Il vertice di Ankara si è chiuso senza scosse e con un messaggio di continuità. Mark Rutte ha rivendicato i progressi sulle spese per la difesa, confermando il sostegno all’Ucraina e rilanciando la cooperazione industriale transatlantica. Ora bisognerà passare dalle parole ai fatti
Un summit “tremendamente riuscito”. È con queste parole che Mark Rutte, segretario generale della Nato, ha aperto la conferenza stampa che segna la fine dei lavori del 36esimo vertice dei capi di Stato e di governo dell’Alleanza Atlantica. Un summit, quello di Ankara, atteso con ansia e che arriva dopo mesi di tensioni, dal tema delle spese militari al dossier Groenlandia, passando per le accuse di Donald Trump agli alleati per non aver fornito supporto alle operazioni contro l’Iran.
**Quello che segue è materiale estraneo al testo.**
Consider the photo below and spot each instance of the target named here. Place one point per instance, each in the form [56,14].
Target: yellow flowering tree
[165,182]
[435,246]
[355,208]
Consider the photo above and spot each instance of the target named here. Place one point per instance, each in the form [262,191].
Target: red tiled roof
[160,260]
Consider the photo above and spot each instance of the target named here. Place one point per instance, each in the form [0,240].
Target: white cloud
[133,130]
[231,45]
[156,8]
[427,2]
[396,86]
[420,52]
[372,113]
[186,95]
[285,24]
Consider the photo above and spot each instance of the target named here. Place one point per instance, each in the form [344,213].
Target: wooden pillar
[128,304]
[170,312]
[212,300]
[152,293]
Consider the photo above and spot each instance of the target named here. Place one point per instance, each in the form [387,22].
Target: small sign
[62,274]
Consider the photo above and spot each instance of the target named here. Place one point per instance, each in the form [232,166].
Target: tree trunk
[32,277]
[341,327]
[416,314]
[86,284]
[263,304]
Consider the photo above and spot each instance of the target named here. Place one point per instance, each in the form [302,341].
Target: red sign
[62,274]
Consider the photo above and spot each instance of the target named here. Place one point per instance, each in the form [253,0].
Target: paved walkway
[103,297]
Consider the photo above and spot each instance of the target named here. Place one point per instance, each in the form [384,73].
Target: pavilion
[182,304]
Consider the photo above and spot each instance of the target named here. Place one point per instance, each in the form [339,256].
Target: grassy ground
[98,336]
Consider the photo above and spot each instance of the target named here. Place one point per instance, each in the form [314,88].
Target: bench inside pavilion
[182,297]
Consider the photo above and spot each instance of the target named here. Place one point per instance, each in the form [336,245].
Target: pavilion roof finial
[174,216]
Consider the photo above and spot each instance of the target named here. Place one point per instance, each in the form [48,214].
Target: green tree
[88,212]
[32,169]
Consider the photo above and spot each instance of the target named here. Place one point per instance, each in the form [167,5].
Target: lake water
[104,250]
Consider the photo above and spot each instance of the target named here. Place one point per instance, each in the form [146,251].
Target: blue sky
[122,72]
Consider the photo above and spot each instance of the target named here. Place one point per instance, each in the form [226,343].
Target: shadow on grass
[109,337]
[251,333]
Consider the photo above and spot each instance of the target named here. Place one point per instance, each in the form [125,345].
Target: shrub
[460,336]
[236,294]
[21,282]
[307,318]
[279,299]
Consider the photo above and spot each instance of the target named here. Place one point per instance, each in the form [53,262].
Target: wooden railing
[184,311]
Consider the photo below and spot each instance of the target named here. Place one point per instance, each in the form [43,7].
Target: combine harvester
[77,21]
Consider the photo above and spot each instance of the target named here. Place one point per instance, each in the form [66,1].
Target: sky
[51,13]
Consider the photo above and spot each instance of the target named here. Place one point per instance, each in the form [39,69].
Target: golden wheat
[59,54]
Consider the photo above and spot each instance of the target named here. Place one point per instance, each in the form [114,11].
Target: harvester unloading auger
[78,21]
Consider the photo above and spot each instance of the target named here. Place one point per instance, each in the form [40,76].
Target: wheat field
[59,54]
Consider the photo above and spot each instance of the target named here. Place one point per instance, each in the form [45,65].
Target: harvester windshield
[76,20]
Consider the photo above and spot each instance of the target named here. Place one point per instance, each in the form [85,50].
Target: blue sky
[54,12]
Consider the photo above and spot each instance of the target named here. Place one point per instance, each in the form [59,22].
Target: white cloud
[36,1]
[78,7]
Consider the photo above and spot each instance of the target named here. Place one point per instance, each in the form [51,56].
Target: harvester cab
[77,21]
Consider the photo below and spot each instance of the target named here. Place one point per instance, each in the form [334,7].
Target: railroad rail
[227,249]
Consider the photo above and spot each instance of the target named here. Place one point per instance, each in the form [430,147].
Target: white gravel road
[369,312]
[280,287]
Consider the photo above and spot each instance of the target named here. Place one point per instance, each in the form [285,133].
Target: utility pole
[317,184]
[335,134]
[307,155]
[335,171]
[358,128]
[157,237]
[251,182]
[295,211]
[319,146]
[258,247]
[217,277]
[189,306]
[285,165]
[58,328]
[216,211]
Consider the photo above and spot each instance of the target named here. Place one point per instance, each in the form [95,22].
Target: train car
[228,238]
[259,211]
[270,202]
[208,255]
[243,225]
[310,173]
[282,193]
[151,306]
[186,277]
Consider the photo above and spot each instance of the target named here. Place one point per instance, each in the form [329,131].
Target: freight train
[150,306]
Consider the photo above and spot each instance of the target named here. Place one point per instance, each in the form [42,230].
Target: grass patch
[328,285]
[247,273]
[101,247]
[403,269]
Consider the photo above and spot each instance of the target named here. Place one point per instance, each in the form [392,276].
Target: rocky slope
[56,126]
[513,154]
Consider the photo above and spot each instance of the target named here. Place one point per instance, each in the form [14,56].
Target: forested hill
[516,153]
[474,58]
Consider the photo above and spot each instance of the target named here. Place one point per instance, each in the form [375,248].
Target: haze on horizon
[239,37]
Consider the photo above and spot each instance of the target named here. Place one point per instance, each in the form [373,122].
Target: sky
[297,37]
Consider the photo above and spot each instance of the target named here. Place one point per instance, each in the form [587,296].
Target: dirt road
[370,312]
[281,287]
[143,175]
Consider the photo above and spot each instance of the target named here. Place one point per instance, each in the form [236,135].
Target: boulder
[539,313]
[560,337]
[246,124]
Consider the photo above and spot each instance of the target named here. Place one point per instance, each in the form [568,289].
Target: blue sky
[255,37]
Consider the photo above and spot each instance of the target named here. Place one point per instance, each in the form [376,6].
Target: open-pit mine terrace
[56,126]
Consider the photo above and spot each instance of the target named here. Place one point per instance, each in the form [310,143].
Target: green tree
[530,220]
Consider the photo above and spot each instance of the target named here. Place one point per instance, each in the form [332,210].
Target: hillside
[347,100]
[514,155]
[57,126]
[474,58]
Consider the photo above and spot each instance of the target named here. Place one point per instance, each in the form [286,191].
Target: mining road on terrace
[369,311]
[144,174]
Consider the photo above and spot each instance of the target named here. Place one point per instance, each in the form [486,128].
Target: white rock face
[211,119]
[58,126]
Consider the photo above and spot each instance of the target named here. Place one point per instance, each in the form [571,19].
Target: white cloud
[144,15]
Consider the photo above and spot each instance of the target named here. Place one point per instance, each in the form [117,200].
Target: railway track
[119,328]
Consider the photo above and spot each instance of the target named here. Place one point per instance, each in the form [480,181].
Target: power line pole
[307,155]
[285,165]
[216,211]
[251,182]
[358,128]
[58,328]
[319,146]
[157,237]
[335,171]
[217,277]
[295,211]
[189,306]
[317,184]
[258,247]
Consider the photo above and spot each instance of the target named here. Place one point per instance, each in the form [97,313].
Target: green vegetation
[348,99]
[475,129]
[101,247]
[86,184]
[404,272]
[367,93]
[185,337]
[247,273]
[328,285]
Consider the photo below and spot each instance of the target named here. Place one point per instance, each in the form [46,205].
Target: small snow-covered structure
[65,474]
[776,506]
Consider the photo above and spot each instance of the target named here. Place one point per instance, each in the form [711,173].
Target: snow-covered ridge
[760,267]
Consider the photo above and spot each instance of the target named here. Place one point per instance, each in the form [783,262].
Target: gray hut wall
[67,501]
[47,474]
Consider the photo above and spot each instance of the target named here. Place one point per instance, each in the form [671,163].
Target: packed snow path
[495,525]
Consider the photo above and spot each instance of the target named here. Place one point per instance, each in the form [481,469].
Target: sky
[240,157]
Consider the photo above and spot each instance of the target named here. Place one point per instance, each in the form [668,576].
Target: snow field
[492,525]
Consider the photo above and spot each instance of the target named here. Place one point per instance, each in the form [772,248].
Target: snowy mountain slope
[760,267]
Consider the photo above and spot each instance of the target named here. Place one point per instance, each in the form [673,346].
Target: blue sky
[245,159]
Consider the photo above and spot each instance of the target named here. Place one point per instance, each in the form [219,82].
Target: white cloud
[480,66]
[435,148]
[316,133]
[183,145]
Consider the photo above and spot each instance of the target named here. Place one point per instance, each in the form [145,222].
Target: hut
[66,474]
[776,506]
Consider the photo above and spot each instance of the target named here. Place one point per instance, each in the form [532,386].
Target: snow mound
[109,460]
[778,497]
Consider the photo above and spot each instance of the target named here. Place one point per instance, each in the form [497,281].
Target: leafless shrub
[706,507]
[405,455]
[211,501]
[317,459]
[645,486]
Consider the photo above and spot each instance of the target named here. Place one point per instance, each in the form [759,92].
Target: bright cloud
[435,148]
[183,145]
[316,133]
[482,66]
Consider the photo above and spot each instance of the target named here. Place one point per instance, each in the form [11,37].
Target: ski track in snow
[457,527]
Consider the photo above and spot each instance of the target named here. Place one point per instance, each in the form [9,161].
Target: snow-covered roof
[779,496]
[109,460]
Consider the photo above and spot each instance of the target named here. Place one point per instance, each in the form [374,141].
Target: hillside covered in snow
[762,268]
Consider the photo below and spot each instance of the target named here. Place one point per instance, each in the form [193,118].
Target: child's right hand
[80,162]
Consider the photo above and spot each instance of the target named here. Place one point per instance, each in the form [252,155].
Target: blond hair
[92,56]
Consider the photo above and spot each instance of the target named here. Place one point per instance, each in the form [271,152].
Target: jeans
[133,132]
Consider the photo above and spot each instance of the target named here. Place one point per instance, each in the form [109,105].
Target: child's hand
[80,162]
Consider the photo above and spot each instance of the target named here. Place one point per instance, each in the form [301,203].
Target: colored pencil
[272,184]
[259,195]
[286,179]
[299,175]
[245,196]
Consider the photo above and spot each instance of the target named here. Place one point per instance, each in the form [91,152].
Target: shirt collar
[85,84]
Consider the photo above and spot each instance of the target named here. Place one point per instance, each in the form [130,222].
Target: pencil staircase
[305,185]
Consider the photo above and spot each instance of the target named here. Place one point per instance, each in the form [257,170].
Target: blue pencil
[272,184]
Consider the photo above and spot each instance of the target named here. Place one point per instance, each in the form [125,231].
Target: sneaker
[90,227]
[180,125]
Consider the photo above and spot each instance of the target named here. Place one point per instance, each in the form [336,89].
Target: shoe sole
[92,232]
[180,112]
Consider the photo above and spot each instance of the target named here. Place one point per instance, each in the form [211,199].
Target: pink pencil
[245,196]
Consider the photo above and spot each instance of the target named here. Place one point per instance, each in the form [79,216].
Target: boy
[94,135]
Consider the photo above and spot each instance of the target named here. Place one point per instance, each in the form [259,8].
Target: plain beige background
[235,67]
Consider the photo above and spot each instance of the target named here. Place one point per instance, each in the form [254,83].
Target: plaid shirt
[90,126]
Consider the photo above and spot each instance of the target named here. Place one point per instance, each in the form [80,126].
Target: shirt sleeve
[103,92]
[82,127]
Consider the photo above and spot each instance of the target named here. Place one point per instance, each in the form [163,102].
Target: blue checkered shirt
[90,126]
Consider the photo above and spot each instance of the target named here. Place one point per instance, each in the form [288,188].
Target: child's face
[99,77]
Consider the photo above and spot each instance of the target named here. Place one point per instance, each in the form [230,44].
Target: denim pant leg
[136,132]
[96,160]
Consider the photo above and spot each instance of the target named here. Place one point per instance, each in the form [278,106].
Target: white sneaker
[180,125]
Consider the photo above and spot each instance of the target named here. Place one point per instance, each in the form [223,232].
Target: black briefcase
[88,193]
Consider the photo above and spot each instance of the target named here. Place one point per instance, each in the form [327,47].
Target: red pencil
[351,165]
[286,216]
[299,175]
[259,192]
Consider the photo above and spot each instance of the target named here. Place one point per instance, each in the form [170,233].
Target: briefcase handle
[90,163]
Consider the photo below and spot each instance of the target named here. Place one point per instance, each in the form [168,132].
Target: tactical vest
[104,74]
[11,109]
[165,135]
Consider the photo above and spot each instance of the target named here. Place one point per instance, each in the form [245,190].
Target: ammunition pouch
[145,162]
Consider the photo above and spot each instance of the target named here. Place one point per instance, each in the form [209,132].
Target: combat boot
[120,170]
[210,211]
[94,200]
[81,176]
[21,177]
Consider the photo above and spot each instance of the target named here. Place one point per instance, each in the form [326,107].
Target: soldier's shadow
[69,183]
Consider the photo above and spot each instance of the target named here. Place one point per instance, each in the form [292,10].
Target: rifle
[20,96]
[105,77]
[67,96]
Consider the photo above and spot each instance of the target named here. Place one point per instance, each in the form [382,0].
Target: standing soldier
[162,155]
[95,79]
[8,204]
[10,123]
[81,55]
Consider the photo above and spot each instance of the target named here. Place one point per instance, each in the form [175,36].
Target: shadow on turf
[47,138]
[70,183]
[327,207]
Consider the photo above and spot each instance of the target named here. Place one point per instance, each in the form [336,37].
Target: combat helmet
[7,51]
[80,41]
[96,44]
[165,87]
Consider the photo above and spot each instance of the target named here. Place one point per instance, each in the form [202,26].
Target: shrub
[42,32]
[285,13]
A un anno di distanza dal summit dell’Aia, dove gli alleati avevano concordato di portare le rispettive spese militari al 5% del Pil entro il 2035, Rutte ha parlato di una Nato che “mantiene le promesse” e che si avvia verso una “Fase 3.0” della sua storia.
Le spese militari
Il primo dato che Rutte ha voluto mettere a verbale riguarda le spese militari, di gran lunga il tema più scottante e anticipato del vertice. A un anno dall’Aia, gli alleati avrebbero raggiunto “collettivamente” il 4% del Pil in spese legate alla difesa e alla sicurezza. Un successo che il segretario generale ha attribuito apertamente alla pressione esercitata da Washington, parlando di uno squilibrio che pesava sui rapporti transatlantici fin dai tempi di Eisenhower. Rispondendo ai giornalisti in sala sul divario che ancora separa alcuni Paesi dal target, Rutte ha parlato non tanto di alleati inadempienti, ma di un problema di tempistiche. Secondo il segretario generale, tutti gli alleati hanno impostato un percorso credibile di aumento della spesa, e, tra gli esempi citati, figura anche l’Italia, che al pari di Belgio, Spagna e Canada un anno fa, “erano ancora lontani dal 2%”.